People, a relative and staff spoke positively about the service and said it was managed well. They told us management was supportive and listened to them. Systems were in place to manage, monitor and improve the quality of the service provided. Staff were aware of their responsibilities in ensuring the quality of the service was maintained. Regular team meetings showed management highlighting the areas that required further improvement. Support was given to staff to enable to them know what to expect from an inspection from the Care Quality Commission and how to evidence the required standards. The service had a system to capture complaints; we noted all complaints were responded to appropriately. Positive feedback was received from people, staff and health care professionals however, we saw no documentary evidence to show what action was taken as result of negative feedback.

13 November 2013

During a routine inspection

One person told us, “I say that I agree”, when staff members wanted to obtain consent. Another person commented, “I can change my mind”, in reference to giving consent. This showed the service sought consent from people and people were able to give consent and withdraw consent if they wanted to.
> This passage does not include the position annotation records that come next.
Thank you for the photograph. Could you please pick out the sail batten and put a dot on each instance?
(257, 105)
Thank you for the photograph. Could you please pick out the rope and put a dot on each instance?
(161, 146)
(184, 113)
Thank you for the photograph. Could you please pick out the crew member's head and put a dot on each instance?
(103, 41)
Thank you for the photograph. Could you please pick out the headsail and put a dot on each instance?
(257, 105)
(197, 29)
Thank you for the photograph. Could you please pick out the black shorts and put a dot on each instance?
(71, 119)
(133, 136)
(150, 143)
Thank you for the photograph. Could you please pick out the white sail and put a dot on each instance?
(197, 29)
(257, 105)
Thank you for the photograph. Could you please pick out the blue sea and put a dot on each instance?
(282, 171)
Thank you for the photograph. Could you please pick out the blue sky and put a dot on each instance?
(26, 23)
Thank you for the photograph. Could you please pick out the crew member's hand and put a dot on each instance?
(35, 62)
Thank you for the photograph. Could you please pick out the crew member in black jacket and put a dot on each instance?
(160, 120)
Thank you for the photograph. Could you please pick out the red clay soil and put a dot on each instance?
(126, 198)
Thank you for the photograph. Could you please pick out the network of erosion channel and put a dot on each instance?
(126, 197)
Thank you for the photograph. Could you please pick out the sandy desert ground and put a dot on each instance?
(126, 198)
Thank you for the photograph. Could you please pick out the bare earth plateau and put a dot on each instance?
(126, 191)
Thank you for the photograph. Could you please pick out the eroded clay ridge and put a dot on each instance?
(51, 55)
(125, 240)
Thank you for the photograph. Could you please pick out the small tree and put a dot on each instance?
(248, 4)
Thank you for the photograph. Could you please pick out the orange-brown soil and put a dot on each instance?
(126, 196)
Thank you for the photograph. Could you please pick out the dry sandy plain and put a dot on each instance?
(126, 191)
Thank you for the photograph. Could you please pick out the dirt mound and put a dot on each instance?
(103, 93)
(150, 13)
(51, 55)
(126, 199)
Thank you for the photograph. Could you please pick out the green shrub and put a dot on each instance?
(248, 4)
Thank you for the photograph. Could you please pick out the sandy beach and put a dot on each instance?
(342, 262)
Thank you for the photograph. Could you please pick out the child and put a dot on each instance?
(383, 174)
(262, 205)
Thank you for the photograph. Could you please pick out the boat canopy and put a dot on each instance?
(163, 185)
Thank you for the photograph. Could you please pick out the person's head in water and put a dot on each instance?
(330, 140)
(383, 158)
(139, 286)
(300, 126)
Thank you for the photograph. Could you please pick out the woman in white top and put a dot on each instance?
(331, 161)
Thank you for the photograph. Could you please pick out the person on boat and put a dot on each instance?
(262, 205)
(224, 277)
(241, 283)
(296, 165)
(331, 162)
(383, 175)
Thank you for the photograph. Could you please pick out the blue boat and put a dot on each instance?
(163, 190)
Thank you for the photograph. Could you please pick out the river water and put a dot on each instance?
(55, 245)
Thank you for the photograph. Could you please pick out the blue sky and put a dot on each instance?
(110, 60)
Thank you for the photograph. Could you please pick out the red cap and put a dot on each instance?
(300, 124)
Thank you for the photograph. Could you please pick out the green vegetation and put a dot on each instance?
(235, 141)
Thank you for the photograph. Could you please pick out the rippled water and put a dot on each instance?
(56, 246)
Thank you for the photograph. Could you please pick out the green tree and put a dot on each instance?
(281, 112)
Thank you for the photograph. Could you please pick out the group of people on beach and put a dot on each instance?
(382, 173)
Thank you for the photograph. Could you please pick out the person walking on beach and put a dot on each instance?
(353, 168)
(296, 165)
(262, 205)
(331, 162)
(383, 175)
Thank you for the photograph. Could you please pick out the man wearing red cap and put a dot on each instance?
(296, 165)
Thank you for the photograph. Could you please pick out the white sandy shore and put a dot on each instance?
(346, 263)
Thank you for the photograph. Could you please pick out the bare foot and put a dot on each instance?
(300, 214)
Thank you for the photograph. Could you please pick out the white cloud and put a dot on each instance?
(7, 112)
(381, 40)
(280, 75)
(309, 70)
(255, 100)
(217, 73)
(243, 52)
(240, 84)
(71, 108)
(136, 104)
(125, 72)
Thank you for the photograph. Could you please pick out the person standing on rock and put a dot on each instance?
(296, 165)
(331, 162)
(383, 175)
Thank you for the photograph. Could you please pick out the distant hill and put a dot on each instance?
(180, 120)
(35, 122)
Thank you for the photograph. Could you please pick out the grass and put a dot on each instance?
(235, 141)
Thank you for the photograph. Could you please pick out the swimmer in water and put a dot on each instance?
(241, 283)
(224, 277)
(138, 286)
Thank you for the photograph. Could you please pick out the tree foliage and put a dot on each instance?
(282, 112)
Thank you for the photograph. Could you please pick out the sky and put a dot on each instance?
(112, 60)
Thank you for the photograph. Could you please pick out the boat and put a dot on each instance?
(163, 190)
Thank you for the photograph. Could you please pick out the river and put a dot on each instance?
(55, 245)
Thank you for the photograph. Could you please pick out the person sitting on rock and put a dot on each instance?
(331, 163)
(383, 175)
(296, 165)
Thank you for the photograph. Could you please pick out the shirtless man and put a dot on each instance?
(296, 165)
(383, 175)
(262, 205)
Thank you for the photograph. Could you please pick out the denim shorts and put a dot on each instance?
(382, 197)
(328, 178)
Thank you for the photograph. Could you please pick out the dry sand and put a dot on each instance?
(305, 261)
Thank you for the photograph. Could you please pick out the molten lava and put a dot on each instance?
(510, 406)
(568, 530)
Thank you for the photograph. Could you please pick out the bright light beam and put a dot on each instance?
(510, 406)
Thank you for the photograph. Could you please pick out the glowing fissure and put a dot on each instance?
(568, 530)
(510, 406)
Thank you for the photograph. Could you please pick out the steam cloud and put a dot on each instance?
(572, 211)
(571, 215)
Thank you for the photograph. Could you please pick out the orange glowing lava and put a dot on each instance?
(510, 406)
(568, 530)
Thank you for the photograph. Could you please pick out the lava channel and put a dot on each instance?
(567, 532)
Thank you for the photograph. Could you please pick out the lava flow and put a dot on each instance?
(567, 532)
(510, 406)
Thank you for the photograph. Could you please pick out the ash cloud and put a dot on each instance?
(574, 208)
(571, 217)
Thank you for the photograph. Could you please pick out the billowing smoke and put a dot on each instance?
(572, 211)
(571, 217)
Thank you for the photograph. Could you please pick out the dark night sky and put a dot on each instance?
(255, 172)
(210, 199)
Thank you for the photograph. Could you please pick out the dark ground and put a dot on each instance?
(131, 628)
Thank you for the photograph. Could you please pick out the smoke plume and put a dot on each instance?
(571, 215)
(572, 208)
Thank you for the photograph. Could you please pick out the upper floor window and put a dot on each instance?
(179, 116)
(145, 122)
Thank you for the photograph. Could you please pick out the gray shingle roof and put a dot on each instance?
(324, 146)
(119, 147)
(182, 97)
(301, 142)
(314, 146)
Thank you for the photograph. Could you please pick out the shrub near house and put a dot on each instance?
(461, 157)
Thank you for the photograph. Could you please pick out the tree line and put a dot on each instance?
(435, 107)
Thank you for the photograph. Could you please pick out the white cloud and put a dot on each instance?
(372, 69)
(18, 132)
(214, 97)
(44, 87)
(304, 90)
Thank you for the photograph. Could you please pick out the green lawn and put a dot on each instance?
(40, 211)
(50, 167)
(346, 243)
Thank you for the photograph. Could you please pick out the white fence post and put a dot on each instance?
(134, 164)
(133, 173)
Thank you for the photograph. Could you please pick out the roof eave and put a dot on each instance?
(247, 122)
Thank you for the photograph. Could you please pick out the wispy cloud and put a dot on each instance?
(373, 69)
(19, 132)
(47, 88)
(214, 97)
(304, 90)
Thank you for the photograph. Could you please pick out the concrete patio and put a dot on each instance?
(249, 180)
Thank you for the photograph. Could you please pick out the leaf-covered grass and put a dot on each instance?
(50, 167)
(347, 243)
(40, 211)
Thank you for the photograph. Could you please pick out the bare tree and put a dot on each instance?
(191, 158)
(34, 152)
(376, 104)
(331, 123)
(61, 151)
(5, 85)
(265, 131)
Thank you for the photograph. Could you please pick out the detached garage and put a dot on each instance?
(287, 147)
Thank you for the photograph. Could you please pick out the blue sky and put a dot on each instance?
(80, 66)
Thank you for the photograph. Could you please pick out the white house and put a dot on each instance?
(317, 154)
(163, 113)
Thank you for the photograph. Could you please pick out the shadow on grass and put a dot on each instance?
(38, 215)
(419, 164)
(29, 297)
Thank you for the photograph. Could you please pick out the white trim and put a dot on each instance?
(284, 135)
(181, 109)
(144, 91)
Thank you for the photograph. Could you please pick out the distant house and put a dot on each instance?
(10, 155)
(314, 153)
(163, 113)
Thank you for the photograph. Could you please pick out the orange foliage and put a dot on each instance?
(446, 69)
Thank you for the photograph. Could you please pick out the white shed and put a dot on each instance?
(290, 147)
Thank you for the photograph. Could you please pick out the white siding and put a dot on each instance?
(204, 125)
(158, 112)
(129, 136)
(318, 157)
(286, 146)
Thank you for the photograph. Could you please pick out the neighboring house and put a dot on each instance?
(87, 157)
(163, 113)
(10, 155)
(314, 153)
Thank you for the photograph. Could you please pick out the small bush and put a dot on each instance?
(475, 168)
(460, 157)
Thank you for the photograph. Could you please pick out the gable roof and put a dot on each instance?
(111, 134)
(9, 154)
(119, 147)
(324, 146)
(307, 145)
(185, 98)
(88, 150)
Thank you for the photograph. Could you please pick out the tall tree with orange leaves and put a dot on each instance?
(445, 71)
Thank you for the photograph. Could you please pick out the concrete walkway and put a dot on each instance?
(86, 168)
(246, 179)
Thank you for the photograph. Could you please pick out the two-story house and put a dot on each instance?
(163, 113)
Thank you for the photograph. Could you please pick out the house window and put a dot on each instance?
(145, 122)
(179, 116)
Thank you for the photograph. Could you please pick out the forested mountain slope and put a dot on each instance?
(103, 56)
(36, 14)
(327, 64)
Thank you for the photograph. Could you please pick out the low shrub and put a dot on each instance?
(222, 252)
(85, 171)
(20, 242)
People told us they were able to choose what care they received. “One person told us, “I get choice. They (staff) help me with getting dressed; I choose what I want to wear.” This showed people who used the service were given choice and were supported in their decisions.

A staff members’ response to alleged abuse was appropriate and in line with the safeguarding policy. They commented, “I would raise my concerns to my manager, they would then complete a referral form and send this off to the safeguarding team. This showed staff members would respond appropriately to suspected abuse.

Disclosure Barring Service (DBS) checks were undertaken. One staff commented, “I had to complete an application, and wait for my DBS and references to come back before I could start work.” This showed staff members were only allowed to start work after a full and satisfactory DBS had been received.

Residents’ meeting note recorded residents wanted a mirror to be placed in the main communal area of the main entrance. We saw this request was actioned. One person commented, “I love the mirror.” This showed the service sought feedback from people who used the service and responded to them.